At the WCRI Annual Conference Rebecca Yang (WCRI) and Barry Lipton (NCCI) led a discussion around workers’ compensation fee schedules.
Mr. Lipton presented results from an NCCI study on the impact of fee schedules. The question on the effectiveness of fee schedules focuses on how workers’ compensation reimbursement rates compare to that of group health. The study showed that in many states the workers’ compensation reimbursement rates are significantly higher than under group health. Thus, even if a payer has a discount arrangement with a workers’ compensation physician network to get pricing below the fee schedule they are still paying higher than group health would pay for the same service. One of the areas where this fee gap is the most notable is surgical costs.
Another problem the study noted is that providers who were charging less than fee schedule amount increased their pricing to match the fee schedule. Thus, the fee schedule amount becomes the market rate for reimbursement. This comes into play when the fee schedule is evaluated in the future for adequacy.
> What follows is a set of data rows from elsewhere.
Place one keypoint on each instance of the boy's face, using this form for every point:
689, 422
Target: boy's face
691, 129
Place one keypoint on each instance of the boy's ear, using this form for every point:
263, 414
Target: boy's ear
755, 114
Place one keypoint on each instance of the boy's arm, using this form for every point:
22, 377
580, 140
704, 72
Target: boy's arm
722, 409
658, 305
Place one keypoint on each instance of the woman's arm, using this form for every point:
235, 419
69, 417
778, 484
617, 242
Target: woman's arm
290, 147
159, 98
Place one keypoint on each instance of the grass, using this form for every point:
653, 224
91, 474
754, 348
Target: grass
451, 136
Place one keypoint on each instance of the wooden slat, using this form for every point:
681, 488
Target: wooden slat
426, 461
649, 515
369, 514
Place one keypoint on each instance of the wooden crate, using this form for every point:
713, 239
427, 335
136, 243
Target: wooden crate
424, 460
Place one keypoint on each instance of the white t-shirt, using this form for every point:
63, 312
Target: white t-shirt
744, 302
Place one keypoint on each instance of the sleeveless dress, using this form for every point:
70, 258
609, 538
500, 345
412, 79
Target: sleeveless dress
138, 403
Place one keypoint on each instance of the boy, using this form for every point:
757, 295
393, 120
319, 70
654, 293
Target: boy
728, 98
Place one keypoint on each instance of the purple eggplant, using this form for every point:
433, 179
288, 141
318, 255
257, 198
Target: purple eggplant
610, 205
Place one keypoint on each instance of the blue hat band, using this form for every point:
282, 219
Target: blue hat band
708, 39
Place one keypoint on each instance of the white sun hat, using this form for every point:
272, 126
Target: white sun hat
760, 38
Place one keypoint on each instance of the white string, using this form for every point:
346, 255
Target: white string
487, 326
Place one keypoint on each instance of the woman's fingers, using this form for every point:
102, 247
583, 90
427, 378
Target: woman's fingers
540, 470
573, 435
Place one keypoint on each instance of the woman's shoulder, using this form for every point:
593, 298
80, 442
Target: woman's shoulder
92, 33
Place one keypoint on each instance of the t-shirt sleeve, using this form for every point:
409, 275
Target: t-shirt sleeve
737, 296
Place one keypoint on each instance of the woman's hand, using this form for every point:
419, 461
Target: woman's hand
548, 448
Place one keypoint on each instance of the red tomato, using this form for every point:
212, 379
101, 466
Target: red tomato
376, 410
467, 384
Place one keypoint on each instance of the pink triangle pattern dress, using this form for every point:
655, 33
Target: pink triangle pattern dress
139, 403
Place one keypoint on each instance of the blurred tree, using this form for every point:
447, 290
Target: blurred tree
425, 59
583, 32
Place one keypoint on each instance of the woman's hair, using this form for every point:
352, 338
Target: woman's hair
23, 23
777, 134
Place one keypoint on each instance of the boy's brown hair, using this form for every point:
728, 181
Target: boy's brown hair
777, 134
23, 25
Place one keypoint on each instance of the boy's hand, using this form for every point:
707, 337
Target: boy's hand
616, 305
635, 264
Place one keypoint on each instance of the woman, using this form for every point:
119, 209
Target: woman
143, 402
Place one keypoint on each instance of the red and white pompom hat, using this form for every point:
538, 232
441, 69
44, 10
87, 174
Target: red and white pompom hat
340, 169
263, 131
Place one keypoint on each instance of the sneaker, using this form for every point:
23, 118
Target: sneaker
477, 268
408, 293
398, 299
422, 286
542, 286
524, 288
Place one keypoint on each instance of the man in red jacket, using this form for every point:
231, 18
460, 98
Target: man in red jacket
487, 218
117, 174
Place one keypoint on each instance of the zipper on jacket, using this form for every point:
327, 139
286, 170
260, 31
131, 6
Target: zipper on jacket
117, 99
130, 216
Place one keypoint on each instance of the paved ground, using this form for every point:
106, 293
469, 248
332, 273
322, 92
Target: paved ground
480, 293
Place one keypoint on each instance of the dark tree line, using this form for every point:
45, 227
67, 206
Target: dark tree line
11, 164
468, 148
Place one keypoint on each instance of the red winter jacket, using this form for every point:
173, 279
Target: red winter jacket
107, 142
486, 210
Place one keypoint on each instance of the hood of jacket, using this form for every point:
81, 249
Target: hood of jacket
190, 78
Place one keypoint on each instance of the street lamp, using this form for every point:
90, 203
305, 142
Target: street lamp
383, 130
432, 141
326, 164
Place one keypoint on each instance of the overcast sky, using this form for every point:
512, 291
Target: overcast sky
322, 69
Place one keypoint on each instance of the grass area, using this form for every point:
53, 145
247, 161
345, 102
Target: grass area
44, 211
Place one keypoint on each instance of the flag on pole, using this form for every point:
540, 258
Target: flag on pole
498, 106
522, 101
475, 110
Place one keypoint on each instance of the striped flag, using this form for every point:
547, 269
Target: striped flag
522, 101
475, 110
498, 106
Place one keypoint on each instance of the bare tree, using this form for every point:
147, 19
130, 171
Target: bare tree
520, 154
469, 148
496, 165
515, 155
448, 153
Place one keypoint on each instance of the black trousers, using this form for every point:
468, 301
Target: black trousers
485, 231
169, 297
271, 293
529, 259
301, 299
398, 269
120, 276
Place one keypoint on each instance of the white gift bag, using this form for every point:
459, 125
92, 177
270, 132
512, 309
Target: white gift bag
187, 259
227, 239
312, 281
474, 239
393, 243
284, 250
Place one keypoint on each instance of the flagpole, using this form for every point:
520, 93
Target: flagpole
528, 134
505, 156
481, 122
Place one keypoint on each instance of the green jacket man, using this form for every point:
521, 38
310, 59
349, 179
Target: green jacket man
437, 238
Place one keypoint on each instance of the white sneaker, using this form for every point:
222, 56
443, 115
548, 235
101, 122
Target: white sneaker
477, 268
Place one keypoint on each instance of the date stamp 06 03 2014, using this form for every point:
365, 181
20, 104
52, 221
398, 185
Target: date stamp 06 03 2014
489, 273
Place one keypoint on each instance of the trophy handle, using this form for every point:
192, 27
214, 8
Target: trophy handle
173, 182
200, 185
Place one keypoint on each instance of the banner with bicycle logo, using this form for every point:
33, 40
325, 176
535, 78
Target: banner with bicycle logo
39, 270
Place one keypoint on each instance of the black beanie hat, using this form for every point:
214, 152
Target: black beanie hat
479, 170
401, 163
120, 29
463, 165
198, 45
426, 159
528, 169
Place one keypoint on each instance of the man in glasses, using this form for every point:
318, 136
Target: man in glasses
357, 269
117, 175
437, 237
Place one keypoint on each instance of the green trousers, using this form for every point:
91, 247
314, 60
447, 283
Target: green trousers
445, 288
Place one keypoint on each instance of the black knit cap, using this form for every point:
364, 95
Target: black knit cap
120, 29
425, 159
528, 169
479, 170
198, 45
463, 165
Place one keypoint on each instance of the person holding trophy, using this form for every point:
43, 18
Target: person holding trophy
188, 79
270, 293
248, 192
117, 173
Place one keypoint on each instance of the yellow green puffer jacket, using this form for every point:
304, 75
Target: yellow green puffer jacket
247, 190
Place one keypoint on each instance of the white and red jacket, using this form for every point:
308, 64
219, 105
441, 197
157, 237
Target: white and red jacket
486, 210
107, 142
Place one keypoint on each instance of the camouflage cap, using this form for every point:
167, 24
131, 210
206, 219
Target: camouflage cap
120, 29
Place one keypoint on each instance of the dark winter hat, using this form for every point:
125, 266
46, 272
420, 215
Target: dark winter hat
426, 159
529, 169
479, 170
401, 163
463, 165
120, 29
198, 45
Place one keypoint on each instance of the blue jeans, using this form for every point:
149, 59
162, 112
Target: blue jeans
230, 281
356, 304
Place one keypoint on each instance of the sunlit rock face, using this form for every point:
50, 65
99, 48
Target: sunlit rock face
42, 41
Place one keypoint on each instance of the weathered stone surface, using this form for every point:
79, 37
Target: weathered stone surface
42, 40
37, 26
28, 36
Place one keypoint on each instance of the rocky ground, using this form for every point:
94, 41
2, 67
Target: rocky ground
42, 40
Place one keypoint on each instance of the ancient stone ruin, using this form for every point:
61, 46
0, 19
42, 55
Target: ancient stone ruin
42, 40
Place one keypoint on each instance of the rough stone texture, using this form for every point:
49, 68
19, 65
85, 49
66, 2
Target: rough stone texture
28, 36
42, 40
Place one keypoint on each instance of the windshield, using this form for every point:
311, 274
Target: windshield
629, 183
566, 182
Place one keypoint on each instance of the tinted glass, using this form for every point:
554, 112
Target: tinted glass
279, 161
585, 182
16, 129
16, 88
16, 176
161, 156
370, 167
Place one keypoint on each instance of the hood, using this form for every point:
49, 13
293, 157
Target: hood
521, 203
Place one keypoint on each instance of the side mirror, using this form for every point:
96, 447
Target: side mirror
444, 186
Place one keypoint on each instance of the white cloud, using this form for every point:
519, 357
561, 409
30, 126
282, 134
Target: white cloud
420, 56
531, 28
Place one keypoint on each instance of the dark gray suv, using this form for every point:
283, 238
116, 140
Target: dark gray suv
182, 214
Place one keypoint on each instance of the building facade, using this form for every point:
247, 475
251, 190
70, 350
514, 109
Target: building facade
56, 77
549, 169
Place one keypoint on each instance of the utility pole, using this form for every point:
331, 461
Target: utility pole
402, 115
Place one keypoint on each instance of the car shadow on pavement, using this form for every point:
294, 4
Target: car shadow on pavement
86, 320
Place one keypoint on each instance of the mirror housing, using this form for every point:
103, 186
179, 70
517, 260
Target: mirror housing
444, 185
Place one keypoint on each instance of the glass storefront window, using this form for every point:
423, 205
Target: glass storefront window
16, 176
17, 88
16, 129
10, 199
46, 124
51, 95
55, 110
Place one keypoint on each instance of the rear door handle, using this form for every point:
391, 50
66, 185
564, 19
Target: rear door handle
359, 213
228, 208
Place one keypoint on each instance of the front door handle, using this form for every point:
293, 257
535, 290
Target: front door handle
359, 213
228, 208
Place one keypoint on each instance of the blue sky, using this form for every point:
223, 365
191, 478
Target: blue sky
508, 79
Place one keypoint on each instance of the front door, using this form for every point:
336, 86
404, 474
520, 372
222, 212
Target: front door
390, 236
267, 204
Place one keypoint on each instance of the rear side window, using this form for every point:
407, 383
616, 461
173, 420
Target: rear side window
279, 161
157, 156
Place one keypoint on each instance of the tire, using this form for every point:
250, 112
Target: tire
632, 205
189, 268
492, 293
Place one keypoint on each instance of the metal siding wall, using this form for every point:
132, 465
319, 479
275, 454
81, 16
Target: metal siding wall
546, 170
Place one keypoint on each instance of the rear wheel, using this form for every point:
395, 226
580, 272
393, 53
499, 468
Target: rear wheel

In an analysis of fee schedules, Illinois stands out as having the largest gap between what workers’ compensation pays compared to both group health and Medicare. This is because Illinois fee schedule is based on billed charges, where most many state fee schedules are a variation of Medicare reimbursement rates.
Rebecca Yang discussed the adverse effects of freezing fee schedules, reducing fee schedules, and low fee schedules.
In states where the workers’ compensation fee schedules are below Medicare and group health reimbursement rates, there is concern that access to care could becomes an issue for injured workers. However, in reality there are very vew states where this could happen. Of the 42 states with fee schedules, there are only two states where workers’ compensation reimbursement rates for certain services were below Medicare rates. In most states, workers’ compensation reimbursement rates are at least 30% higher than Medicare rates.
In states with lower fee schedules or frozen fee schedules, the WCRI study found increased utilization of services which suggests providers are making up for the low fee-for-service reimbursments by increasing the volume of services per patient. The study also showed increased upcoding for office visits in California and Louisiana, states where their fee schedule for such services was either low or had not been adjusted in several years. Examples from Florida showed providers increased utilization of MRIs done in hospital outpatient settings significantly after fee schedule reforms reduced reimbursement rates for MRIs done in non-hospital facilities.
This change in provider behavior is not unique to workers’ compensation. Changes to Medicare reimbursment rates in the past have also led to changes in provider utiliation and billing patterns so that revenue streams could be preserved.